BB8 was stunning the whole movie full stop
snoke was a dick and i’m still laughing that he like, got chopped in 2 and later u see his arm still on the side indicating he ended up more than 2 parts. just subtly in the bg bc this is not a high rated movie
Hux’s reaction to all of this was utterly priceless btw i was in stitches
HIGHKEY tho Finn’s showdown with Phasma. So good. So So good. like, the one blue eye. Quiet, yet ultimately powerful symbolism that didn’t need flash to make it’s point.
i loved that Ren called Rey Nobody. He called her nobody. Like, i know everybody was on team ‘rey should be a solo or skywalker!!’ but this was narratively more significant. Kylo wants to erase everything. He wants freedom from his legacy, from the past. From Snoke an Skywalker alike. He called her nobody as an insult, and to be nobody is all he wants. It’s everything he wants. It was telling. Rey has a freedom he does not and he knows it. 
whoever made the red salt ground decision, like, amazing, the symbolism of the resistance being shot in the heart and the imagary of the red salt spooling out of the opening like they were bleeding out dangerously was a brilliant piece of visual storytelling. 
luke and leia just
it was good enough that i’m not super bitter she didn’t smack him upside the head
in the end though, i think it was a good conclusion of Luke’s arc. It was very Kenobi, and I think Luke would have liked it that way. 
i know people criticise the new ones for using the formula from the original episodes, but like, i think nowadays that has a certain amount of resonance to it itself. 

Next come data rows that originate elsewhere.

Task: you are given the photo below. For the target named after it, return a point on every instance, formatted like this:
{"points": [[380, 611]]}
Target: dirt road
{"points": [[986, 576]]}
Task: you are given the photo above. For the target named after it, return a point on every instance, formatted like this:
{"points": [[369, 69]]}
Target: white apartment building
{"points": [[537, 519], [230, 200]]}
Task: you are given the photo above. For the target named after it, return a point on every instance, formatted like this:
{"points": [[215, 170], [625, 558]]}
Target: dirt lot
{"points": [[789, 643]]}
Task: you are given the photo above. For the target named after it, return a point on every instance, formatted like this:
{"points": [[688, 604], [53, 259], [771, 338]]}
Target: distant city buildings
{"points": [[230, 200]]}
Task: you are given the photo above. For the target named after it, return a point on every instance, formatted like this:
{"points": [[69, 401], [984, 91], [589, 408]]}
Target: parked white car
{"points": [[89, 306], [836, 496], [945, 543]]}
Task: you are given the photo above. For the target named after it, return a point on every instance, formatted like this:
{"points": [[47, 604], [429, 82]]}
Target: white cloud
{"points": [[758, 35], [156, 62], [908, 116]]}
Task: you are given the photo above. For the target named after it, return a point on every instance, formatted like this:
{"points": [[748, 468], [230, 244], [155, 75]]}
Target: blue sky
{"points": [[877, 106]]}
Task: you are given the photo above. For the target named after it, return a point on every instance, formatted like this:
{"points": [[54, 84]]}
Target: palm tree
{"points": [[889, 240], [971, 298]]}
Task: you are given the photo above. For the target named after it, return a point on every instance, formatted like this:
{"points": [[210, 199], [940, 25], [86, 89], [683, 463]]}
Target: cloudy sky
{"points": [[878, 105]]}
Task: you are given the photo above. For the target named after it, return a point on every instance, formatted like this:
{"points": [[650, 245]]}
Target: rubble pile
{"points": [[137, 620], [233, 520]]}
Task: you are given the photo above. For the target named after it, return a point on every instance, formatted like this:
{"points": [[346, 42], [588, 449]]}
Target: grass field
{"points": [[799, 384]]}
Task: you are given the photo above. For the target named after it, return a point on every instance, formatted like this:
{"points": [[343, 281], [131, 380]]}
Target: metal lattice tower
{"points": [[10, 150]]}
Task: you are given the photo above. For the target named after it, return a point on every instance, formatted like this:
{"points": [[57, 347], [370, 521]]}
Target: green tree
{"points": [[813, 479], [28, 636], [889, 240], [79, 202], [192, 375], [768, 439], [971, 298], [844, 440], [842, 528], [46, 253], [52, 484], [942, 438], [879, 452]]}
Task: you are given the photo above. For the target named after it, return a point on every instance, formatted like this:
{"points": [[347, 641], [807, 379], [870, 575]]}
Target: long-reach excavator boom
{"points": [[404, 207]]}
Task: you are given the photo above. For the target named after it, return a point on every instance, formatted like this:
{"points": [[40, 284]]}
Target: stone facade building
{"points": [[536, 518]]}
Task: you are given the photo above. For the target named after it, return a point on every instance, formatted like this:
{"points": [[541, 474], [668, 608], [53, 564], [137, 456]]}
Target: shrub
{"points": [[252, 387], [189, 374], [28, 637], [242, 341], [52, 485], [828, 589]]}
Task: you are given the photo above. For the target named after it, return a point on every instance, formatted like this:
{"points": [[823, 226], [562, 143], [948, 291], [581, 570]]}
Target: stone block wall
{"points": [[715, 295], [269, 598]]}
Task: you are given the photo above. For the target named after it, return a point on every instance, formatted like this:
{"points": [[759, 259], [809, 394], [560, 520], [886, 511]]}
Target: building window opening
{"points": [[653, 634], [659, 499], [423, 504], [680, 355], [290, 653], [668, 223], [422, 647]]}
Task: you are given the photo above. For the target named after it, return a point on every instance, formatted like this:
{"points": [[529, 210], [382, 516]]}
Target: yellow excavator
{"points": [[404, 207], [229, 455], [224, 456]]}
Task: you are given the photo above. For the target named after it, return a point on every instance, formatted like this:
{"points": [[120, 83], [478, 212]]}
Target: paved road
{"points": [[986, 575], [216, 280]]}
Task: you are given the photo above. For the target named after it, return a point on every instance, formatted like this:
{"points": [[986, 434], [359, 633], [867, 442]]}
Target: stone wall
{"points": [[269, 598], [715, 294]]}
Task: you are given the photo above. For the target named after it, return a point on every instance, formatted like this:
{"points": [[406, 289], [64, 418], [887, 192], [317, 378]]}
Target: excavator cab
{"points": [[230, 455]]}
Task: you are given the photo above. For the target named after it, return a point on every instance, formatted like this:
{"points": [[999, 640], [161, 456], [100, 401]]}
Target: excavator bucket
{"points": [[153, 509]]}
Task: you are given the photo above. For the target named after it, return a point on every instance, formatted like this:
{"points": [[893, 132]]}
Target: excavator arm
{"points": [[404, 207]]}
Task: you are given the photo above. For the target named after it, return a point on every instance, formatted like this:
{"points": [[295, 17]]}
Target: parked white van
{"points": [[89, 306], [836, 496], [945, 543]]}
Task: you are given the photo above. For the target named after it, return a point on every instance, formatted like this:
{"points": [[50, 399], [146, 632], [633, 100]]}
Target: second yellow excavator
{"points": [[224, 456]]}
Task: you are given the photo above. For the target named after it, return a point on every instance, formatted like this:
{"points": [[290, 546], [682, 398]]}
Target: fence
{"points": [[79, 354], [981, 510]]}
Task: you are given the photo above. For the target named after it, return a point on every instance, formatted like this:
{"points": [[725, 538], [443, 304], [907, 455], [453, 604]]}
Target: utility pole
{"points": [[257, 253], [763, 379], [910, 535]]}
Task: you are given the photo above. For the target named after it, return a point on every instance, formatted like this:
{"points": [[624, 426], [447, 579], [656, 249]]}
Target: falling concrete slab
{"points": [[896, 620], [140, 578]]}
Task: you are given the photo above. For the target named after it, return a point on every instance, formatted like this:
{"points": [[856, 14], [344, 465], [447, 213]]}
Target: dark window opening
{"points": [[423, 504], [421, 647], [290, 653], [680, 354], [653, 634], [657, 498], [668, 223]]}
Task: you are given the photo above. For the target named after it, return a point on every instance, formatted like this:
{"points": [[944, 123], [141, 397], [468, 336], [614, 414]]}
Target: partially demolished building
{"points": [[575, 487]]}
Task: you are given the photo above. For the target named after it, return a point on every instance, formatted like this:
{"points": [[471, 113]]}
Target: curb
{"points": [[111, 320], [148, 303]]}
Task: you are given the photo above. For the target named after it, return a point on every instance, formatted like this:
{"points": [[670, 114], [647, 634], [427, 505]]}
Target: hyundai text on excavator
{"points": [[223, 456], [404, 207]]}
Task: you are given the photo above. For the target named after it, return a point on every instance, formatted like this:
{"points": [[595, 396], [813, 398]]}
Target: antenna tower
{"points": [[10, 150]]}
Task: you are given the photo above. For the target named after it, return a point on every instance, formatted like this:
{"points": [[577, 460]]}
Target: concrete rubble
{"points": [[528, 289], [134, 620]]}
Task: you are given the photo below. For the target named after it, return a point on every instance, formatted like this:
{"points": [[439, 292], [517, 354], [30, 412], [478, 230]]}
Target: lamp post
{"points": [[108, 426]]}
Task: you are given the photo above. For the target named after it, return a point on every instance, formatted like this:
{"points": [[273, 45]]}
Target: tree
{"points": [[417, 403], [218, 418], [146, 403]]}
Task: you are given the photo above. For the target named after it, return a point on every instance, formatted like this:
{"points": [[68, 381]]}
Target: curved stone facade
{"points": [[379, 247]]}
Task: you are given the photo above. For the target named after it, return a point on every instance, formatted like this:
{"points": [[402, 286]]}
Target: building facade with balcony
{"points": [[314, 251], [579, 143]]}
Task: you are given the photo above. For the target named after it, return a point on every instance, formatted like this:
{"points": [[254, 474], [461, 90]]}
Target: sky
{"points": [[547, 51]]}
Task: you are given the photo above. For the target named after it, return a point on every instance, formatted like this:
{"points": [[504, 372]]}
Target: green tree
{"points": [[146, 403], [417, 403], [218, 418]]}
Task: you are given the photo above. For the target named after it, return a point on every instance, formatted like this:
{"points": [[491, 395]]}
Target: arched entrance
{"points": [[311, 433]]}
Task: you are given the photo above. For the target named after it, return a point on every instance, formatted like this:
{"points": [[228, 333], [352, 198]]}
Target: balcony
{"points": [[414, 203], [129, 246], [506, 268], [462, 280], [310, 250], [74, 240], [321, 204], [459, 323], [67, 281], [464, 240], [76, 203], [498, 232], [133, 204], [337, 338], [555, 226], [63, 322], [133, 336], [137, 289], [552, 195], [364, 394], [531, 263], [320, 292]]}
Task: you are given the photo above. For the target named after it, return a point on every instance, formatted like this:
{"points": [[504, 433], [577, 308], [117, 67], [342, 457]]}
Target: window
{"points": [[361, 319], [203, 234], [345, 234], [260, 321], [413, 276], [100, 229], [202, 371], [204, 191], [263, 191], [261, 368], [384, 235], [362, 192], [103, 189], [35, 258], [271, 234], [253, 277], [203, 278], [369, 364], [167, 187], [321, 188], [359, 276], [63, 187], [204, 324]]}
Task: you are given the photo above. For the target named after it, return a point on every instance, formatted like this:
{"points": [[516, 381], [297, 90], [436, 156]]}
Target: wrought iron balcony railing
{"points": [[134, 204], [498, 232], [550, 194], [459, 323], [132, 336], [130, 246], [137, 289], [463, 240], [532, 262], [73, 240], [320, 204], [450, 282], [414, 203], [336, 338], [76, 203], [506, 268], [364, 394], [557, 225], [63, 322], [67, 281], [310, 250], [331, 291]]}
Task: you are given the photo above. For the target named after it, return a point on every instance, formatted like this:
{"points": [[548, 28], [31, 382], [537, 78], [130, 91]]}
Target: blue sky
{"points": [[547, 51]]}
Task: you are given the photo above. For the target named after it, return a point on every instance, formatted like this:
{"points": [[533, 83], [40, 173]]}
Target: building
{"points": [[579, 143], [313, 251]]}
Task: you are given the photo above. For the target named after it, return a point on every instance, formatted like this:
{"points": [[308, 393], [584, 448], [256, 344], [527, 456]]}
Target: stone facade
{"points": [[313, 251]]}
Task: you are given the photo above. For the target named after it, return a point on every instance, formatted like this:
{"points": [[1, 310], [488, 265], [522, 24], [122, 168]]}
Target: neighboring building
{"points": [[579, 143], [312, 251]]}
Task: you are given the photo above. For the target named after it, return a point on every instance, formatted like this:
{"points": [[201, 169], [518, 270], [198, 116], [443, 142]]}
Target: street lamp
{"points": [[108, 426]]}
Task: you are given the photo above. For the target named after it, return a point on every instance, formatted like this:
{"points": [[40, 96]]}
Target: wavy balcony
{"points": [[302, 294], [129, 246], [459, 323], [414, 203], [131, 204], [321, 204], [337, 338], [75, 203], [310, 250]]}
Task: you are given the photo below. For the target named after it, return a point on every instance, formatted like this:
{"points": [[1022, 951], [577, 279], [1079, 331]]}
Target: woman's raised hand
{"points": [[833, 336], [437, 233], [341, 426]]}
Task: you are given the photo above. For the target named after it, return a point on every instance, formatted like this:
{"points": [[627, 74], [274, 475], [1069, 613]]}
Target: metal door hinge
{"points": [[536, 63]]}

Rey escaping with everybody on the falcon while the old, scraggly, lived in exile mentor fights off the big bad? it was symmetrical. 
OH and when kyle issues an order, and Hux repeats it with gusto and then ren just fucking LOOKED at hux once going *dude wtf* was top tier humour
i like bad guys who are genuinely fucking terrible but also so easy to mock. 
and hux’s ‘do u think u got him?’ 
i loved rey and Poe’s little meet cute like they’re gon be such cute friends and they’re gonna be finn’s wingmen lbr 
and the movie achieved the modus operandi. A spark can start a flame. Most of them all got slaughtered, and the end of the movie was hopeful??? All that’s left is enough people to pack into the falcon and run with, but it didn’t feel like despair. It felt hopeful. 
and then topping it off with a shot of the little boy looking into the horizon, talking to his friends about Luke Skywalker, and then his broom in the shadow of the sun looking like a lightsaber, resistance ring on his finger. 
i’m emotional. 
and a last thought, when i saw luke’s x-wing in the water, i thought the Moment would be him lifting it from the depths, like it was so long ago, but i was wrong, it will stay there forever now. It seems fitting that his jedi journey started with his ship sinking and it ended sunk for good.